Many people turn to massage therapy as a way to manage pain due to stress and tension. In my years of being a massage therapist and working in different arenas such as clinical chiropractic offices to spas, pain is something almost everyone mentions during their initial intake form. Very rarely do I hear, “I feel great” the first time I meet someone. Sure, after they have been in my practice for awhile, I hear that but not too often in the beginning. Sometimes I hear about stress or tension that they are currently experiencing, but really, isn’t that a form of pain as well?
Just for a moment, let’s take a look at pain and what it does for us. Essentially, pain is a messenger to our brain. I don’t know about you, but I find comfort knowing that pain is my body doing what it is supposed to be doing. That doesn’t make it go away or make it any easier to handle, but it does give an explanation for the opposite of great that I’m experiencing. By the way, I’m totally going to remember this post when I’m giving birth and I may have a different view on this in that moment! haha!
Another point worth mentioning is that pain, both physical and emotional are still messages to our brain. Even emotional pain is a signal that something is not working properly. If you’ve known anyone who has suffered from depression, you can see that they are not operating at their optimal potential. Depression and Anxiety disorders are real issues that should not be ignored or taken lightly. Rarely do you see someone living in depression mode 100% of the time. Even though it may be subtle, they come in and out out of their down funk. And through this emotional roller coaster, it could be difficult to identify when they are functioning at their optimal level.

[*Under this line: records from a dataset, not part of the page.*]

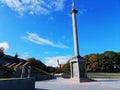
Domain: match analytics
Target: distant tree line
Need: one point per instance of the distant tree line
(109, 61)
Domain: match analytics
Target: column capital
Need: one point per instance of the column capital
(74, 11)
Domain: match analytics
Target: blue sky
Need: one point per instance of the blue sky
(43, 28)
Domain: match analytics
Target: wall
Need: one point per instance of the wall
(17, 84)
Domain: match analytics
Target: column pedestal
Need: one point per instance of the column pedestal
(78, 68)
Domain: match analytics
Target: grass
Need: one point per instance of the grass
(104, 75)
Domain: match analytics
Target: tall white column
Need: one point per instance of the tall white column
(75, 34)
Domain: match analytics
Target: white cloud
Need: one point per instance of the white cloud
(52, 61)
(34, 6)
(25, 55)
(38, 40)
(4, 45)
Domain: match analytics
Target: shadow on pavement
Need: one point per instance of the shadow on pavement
(41, 89)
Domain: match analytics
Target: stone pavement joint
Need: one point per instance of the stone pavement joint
(65, 84)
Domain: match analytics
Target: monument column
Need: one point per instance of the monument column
(77, 63)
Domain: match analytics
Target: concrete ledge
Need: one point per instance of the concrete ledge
(17, 84)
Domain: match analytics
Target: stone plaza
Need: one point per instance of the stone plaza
(67, 84)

Physical pain and chronic pain can be very similar. When you have an injury or faced with a diagnosis, something is standing in your way of functioning optimally. It could be walking or laying down or just a dull, annoying ache that’s constantly reminding you of the event you endured. I have seen many people experience pain in many different ways. I have heard people say, “I have a high pain tolerance.” I have heard people say they don’t feel anything when my trained hands & feet feel a major disruption in their musculature! (which is truly remarkable and inspires me everyday) I have seen people who have had injuries over 25 years old that still affect them to the present day. One thing that I have found in my experience with working with people in pain, is that the ones who suffer, identify with their pain. “Hi, I’m Bob and I have chronic right shoulder pain that keeps me from throwing a football with my son.” This disfunction has become a part of who they are and their everyday. I feel it’s important to mention, that by no means is their experience not serious or important. It’s definitely important to them (and me) because it inhibits their ability to live freely.
What can you do about pain?
- Explore your options. Really, explore your options with an open and accepting mind! Do your best to throw out what you used to know or what you think you know and see each new approach as potentially the missing link. Also, don’t be stupid about this, be educated and do your research before dismissing what your doctor suggests. (And, I’m not suggesting you should not listen to your doctor!)

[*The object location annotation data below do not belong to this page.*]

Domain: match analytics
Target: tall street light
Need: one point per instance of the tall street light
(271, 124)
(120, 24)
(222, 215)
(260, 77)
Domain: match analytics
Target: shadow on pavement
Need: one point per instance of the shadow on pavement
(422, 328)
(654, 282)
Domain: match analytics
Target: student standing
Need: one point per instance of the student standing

- Understand and realize you have choices and they are yours and no one else’s to make. Each of us have the responsibility to be in charge of our own health. It is up to you to ask questions and understand what you’re experiencing and the choices you have.

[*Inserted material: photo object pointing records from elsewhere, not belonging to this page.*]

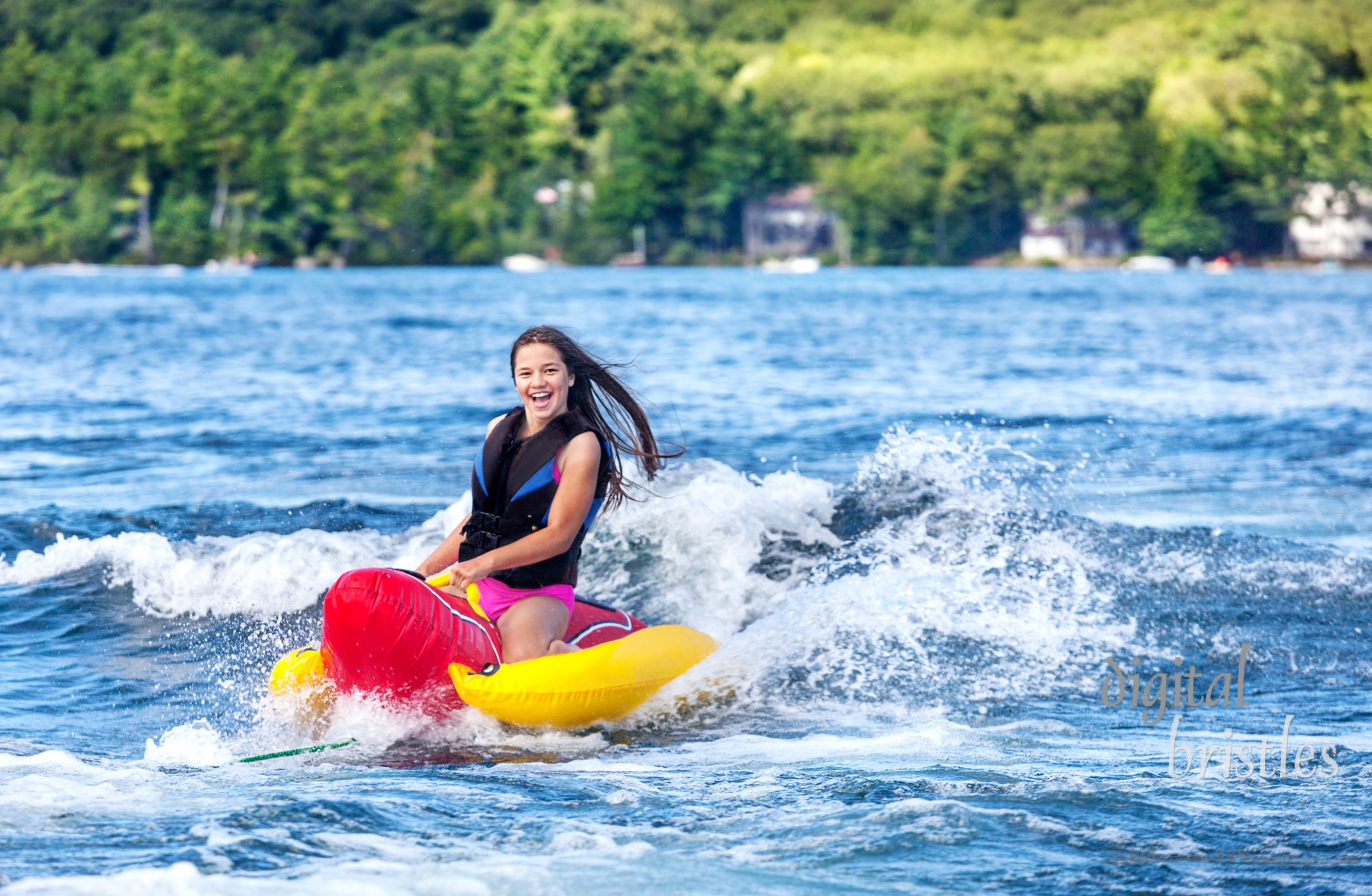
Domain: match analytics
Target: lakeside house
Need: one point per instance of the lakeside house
(790, 226)
(1333, 223)
(1075, 237)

- Embrace and focus on the good parts of your life. Yes, your left knee might give you fits but let’s make sure you’re taking care of your right knee, too!
To conclude, pain is a part of life. It’s all about how you handle it to determine your experience with it. Balance is the key and if you can find the joy in between the moments of pain, you are on the right track.
Nikki and I are here to help you find the joy and relief you are seeking. We look forward to seeing your strides in finding your balance and more joy!
To Health and Experiencing Joy Each Day,
Disclaimer: This is what I’ve seen in my experience with my clients. This is by no means a replacement to what your doctor suggests. Massage therapy can be a supplemental way to manage pain but should not be a replacement for prescribed pain management.